To record the incidence, characteristics, and outcome of immunotherapy-inflicted biphasic reactions (BRs).

METHODS

All patients attending large in-hospital allergy clinics for immunotherapy were followed up prospectively. Recorded patient data included the following: demographics, diagnosis, type and phase of immunotherapy, and peak expiratory flow (PEF) before each administration of the injections. If an anaphylactic reaction occurred, medical treatment was recorded and the patient was asked to complete a 3-day diary that included symptoms and periodic measurements of PEF. A BR was defined as a late decrease in PEF of more than 20%, with or without accompanying symptoms.

RESULTS

During 10,040 visits, 453 patients received 21,022 immunotherapy injections and 131 anaphylactic reactions occurred. Of these reactions, 11 (10%) were biphasic. Most uniphasic reactions (URs) and all BRs occurred in patients who were being treated for allergic rhinitis. A low baseline PEF or concomitant asthma was more common in patients with BRs. Other parameters were comparable between patients with URs and BRs. All BRs were mild and resolved either spontaneously or with oral antihistamines.

CONCLUSIONS

Immunotherapy-induced BRs are uncommon. They tend to be mild and might be more common in patients with a low baseline PEF or concomitant asthma.

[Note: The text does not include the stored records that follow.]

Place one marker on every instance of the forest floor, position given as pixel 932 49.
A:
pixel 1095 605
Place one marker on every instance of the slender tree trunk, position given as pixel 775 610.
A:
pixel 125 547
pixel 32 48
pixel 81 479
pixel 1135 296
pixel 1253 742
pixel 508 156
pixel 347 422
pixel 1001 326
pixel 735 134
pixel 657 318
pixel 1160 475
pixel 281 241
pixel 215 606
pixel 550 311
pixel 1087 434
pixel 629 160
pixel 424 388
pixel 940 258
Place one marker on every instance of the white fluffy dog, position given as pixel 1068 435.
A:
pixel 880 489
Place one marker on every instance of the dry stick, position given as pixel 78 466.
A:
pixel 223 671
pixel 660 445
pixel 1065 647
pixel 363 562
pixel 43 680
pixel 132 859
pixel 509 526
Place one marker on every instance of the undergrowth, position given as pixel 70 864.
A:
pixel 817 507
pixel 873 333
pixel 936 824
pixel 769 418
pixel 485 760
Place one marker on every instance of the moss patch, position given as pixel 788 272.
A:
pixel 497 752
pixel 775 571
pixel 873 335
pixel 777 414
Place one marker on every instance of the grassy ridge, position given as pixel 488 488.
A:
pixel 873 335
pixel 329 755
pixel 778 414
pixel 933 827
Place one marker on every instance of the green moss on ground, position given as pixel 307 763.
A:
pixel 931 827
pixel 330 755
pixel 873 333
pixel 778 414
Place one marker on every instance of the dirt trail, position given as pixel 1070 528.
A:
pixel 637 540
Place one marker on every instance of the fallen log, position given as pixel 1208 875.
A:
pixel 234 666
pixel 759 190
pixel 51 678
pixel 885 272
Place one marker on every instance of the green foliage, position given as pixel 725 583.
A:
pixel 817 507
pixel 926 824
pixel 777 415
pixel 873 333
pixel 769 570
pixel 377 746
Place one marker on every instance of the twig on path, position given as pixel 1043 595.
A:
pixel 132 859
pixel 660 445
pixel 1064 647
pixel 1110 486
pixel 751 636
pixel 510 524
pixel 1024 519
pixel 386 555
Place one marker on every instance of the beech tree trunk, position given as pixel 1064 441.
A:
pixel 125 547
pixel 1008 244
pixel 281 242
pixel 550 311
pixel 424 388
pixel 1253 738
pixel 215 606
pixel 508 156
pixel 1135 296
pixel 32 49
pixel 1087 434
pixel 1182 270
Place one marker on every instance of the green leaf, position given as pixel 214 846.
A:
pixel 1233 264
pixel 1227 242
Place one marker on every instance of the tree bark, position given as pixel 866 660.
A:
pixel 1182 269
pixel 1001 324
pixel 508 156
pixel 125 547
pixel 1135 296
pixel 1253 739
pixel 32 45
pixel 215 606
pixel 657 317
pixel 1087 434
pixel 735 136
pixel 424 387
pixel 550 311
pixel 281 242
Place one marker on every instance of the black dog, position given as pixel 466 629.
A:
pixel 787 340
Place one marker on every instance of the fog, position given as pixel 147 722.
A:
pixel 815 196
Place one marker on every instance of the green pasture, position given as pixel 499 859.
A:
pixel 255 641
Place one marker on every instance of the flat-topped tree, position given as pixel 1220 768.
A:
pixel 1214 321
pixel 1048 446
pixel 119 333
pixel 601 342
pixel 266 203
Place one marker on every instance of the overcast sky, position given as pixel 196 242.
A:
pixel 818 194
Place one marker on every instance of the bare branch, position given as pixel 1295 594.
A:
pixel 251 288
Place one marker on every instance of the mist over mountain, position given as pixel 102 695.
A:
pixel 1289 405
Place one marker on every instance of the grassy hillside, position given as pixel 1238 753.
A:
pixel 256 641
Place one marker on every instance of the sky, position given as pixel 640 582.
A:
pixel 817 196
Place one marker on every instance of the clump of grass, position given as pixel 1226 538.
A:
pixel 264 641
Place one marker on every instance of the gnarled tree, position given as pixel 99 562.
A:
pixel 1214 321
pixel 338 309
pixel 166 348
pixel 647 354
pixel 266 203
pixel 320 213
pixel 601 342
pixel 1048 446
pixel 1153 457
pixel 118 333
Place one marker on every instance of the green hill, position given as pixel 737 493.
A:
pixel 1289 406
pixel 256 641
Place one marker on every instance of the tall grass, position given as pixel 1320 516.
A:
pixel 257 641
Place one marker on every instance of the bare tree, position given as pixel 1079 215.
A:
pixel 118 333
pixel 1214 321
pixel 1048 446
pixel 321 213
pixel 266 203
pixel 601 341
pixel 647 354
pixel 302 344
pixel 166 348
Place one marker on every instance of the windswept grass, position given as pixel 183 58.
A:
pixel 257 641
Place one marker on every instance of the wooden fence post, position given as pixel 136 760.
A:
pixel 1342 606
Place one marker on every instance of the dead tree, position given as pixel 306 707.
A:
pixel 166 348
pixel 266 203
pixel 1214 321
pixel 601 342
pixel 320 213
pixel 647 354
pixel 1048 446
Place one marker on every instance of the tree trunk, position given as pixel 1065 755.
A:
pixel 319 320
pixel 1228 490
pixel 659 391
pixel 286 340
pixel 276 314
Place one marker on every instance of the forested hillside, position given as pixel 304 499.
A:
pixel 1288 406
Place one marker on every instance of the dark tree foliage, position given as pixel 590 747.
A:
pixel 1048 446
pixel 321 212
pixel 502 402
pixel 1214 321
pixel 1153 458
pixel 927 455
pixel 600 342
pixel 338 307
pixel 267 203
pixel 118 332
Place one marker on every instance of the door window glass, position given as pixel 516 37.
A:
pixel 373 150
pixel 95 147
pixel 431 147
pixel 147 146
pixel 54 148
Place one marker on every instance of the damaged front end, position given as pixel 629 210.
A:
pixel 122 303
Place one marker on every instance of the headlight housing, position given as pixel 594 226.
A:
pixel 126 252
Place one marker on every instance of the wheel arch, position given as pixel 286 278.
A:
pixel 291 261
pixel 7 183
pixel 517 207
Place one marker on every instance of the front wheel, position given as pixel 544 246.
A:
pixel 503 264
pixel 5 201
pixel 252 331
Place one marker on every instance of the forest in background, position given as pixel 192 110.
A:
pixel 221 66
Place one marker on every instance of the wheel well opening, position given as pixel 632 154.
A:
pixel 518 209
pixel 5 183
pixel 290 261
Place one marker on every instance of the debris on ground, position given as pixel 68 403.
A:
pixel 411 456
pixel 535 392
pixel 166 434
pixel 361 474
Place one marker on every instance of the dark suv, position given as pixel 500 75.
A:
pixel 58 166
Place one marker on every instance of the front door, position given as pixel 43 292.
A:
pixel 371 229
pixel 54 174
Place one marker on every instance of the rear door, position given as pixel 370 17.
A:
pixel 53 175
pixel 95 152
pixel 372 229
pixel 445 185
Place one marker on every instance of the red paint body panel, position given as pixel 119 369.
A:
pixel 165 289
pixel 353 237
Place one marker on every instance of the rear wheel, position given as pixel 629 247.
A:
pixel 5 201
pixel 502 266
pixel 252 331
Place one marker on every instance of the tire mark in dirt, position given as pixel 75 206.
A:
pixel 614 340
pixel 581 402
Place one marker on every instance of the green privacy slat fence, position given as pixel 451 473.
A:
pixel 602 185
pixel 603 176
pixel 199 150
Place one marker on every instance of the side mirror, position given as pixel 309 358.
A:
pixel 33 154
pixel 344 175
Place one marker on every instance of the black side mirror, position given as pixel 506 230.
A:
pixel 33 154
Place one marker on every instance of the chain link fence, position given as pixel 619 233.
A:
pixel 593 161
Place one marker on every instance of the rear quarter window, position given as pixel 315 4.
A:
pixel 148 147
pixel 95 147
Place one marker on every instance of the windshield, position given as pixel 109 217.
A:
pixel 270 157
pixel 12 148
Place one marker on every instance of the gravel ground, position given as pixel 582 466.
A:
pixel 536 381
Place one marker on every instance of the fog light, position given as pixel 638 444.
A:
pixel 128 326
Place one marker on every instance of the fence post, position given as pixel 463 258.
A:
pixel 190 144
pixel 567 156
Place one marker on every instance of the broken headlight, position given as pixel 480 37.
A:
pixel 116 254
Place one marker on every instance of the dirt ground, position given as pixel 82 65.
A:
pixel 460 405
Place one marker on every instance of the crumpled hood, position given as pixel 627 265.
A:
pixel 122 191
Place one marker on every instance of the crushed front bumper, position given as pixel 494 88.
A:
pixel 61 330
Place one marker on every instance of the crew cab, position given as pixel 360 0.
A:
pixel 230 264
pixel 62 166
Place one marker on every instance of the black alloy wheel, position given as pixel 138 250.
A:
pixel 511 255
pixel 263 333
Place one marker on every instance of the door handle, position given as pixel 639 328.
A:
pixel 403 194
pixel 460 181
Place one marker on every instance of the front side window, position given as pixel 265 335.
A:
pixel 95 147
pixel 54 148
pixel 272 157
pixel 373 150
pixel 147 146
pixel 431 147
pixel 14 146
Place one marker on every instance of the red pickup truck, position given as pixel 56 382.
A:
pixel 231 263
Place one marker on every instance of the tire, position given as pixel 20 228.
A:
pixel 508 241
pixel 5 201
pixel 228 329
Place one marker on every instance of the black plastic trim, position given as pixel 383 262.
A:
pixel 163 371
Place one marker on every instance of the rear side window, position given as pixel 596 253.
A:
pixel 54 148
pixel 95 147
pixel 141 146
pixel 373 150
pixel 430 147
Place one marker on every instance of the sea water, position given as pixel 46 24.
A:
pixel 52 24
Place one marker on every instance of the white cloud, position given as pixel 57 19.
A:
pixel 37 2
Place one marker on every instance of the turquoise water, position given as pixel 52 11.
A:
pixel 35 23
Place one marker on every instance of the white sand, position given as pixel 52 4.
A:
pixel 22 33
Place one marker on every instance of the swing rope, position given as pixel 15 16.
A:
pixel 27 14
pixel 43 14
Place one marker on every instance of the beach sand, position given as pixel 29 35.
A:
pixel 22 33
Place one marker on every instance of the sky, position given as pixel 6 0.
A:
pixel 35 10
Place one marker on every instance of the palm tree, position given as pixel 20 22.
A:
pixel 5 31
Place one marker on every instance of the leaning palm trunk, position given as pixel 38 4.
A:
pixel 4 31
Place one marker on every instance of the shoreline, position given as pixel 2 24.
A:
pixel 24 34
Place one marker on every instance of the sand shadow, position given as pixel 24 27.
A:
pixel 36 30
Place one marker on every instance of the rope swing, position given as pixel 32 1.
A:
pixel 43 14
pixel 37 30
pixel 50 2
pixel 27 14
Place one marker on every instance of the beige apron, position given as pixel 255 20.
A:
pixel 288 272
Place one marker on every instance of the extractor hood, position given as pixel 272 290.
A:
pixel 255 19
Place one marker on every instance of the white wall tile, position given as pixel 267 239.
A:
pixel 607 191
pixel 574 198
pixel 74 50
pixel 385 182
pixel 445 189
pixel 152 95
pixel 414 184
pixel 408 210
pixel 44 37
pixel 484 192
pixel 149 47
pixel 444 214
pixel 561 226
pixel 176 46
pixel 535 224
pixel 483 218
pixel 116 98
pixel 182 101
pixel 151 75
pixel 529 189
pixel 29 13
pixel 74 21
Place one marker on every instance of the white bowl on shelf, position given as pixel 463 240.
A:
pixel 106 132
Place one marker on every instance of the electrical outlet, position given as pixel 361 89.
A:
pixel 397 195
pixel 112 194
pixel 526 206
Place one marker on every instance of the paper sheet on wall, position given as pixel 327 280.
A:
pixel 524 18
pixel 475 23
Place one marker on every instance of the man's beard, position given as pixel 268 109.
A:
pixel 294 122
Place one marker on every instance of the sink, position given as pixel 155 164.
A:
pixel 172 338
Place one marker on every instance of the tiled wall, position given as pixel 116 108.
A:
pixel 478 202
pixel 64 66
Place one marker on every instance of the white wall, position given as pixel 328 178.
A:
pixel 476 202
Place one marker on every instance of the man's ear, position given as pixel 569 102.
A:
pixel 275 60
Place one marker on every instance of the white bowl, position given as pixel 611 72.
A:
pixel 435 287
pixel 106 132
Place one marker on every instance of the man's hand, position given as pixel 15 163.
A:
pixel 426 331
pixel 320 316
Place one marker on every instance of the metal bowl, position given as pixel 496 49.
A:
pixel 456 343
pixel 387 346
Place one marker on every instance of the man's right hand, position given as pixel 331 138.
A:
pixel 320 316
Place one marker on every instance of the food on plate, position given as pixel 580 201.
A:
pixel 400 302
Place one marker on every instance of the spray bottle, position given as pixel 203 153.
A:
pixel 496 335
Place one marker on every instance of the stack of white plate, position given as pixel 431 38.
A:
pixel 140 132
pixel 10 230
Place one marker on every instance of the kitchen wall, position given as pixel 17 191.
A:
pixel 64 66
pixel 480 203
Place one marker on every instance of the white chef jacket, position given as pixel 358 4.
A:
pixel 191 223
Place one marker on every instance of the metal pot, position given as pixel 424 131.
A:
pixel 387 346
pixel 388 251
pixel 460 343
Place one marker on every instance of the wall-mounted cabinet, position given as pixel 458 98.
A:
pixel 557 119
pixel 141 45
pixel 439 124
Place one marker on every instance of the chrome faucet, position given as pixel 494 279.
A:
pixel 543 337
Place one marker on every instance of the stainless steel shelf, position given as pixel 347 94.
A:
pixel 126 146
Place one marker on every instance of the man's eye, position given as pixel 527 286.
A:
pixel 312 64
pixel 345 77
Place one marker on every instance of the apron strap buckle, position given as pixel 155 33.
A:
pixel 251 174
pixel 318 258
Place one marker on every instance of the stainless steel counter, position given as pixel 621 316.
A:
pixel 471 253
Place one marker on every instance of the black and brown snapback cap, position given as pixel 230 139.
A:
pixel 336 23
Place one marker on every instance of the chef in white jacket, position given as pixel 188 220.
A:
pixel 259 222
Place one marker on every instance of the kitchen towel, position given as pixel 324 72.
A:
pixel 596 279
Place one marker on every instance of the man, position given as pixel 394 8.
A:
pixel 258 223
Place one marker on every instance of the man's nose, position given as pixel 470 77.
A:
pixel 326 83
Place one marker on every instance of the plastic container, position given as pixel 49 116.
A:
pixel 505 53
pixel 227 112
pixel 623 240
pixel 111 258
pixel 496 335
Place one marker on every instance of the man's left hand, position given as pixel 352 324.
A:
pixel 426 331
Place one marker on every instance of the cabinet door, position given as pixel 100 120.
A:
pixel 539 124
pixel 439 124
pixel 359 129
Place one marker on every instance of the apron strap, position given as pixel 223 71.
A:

Therefore, a long observation after the initial reaction is not required.

摘要

背景

过敏免疫治疗会引起过敏反应,这是一种严重的不良反应。尽管全身过敏反应可能具有双相过程,但目前尚不清楚接受免疫治疗的患者中双相反应的发生率、结局和发展风险因素。

目的

记录免疫治疗引起的双相反应(BR)的发生率、特征和结局。

方法

前瞻性随访所有在大型院内过敏诊所接受免疫治疗的患者。记录的患者数据包括:人口统计学、诊断、免疫治疗类型和阶段以及每次注射前的呼气峰流速(PEF)。如果发生过敏反应,记录治疗方法,并要求患者完成为期 3 天的日记,记录症状和定期测量 PEF。BR 定义为 PEF 较基线下降超过 20%,伴有或不伴有伴随症状。

结果

在 10040 次就诊中,453 名患者接受了 21022 次免疫治疗注射,发生了 131 次过敏反应。其中 11 次(10%)为双相反应。大多数单相反应(UR)和所有 BR 均发生在正在接受过敏性鼻炎治疗的患者中。BR 患者的基础 PEF 较低或合并哮喘更为常见。BR 患者与 UR 患者的其他参数无差异。所有 BR 均为轻度,且均自行缓解或用口服抗组胺药缓解。

结论

免疫治疗引起的 BR 并不常见。它们往往是轻度的,在基础 PEF 较低或合并哮喘的患者中可能更为常见。因此,无需对初始反应后进行长时间观察。